In questa guisa passai ottobre, novembre e dicembre. Il mio corpo era
alquanto afflitto, non tanto per la suddetta penitenza, quanto per il freddo
eccessivo della stagione. Usando una simile astinenza, il freddo mi era molto
più sensibile; passavano le intere settimane che di giorno e di notte ero tanto
gelata che parevo un marmo effettivo. Non usavo il gran beneficio del fuoco, mi
contentavo di patire per amore di Gesù Cristo; e alla considerazione dei suoi
patimenti, prendevo ogni giorno più lena di patire per amor suo ogni qualunque
patimento.
Fin dal 1804 che presi a mortificare il mio corpo, una delle mortificazioni
che intrapresi, con somma mia pena e gran patimento, fu l’astenermi
nell’inverno di riscaldarmi con fuoco. Questa penitenza fu per me molto
dolorosa per avere il temperamento molto delicato, ma con la grazia di Dio ho
potuto sostenere questa mortificazione per quindici anni, mentre adesso che
scrivo siamo del 1819, mese di luglio, primo giorno del suddetto mese. Scrivo
in Albano trovandomi in questo paese per prendere un poco d’aria, per potermi
rimettere in salute da una lunga infermità, che in apresso ne darò ragguaglio.

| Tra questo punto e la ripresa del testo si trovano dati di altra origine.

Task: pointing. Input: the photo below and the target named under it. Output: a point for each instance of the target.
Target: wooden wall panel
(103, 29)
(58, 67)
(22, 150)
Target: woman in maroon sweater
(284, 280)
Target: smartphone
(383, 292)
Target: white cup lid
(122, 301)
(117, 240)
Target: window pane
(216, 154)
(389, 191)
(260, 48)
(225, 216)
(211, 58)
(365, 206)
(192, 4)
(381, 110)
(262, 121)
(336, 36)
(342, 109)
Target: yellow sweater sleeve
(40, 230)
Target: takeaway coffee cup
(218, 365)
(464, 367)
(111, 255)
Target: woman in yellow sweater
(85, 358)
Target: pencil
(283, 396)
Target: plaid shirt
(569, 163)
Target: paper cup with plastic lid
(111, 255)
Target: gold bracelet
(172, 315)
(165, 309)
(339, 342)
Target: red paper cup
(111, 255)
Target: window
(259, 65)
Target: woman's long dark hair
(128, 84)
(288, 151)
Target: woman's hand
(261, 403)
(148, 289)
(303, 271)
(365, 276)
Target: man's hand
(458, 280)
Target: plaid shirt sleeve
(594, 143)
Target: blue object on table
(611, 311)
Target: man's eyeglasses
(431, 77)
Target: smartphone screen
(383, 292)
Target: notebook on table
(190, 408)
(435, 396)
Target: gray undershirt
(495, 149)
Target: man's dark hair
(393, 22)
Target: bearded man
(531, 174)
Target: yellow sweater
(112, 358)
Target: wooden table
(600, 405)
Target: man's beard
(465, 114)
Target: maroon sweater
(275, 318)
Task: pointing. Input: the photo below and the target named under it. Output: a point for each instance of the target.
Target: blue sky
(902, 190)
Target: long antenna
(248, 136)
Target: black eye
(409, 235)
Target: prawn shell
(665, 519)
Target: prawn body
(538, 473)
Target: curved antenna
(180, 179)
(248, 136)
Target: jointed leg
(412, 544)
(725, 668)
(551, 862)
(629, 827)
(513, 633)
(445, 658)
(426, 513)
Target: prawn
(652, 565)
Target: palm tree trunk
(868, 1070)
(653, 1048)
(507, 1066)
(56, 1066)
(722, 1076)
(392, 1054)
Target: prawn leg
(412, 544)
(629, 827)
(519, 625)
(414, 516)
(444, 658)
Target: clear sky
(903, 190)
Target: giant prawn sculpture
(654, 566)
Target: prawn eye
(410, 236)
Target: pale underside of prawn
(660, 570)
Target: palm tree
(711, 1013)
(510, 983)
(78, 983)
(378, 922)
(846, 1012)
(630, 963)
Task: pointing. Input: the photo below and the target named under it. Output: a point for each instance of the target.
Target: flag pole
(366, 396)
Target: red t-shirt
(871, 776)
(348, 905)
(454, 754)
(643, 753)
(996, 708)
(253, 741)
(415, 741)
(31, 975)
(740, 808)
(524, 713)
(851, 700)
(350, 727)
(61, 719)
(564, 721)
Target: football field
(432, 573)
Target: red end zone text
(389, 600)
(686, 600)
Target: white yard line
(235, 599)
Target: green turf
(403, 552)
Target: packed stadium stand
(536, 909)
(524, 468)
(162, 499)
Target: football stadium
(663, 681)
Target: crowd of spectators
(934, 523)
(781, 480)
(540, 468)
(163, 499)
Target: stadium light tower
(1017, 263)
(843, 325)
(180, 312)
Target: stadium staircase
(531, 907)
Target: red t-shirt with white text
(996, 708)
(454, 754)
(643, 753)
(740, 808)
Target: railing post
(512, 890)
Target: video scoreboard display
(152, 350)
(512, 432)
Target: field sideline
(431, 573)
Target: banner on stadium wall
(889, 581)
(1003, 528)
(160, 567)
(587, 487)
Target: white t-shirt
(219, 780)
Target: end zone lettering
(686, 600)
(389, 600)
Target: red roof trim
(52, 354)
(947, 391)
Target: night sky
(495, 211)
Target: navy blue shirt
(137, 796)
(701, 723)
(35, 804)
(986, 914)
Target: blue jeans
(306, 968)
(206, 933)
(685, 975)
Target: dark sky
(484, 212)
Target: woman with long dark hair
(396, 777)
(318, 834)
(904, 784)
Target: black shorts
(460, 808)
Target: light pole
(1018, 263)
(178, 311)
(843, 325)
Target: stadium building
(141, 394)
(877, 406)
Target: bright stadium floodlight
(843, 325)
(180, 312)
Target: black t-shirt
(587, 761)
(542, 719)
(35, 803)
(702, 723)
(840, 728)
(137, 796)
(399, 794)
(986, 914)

Molto gradì il Signore per sua bontà e misericordia la mia intrapresa
penitenza, che si degnava nelle orazioni di favorirmi con i suoi distinti
favori. Con molta frequenza sollevava il mio povero spirito, e si degnava
manifestargli cose molto grandi, riguardanti il suo infinito amore. Varie volte
mi ha mostrato la sua divina giustizia, sdegnata contro di noi, poveri
peccatori, e il tremendo castigo che voleva mandare sulla terra, per i gravi
peccati che si commettono. Io dallo spavento mi pareva di morire, e
incessantemente mi raccomandavo e, offrendo i meriti infiniti di Gesù Cristo
all’eterno divin Padre, mi pareva di ottenere la grazia di dilazionare il
tempo, per non vedere tante anime piombare all’inferno.
Io, benché la più miserabile di tutti le creature che abitano la terra, per
essere la più indegna peccatrice, come è ben noto a vostra paternità
reverendissima, mi offrii di patire ogni travaglio per la gloria di Dio e per
il vantaggio del mio prossimo, sentendo nel mio cuore un’ardente fiamma di
carità, che tutta tutta mi consumava di santo amore, unendomi ai meriti
infiniti di Gesù Cristo, mi offrivo qual vittima di riconciliazione.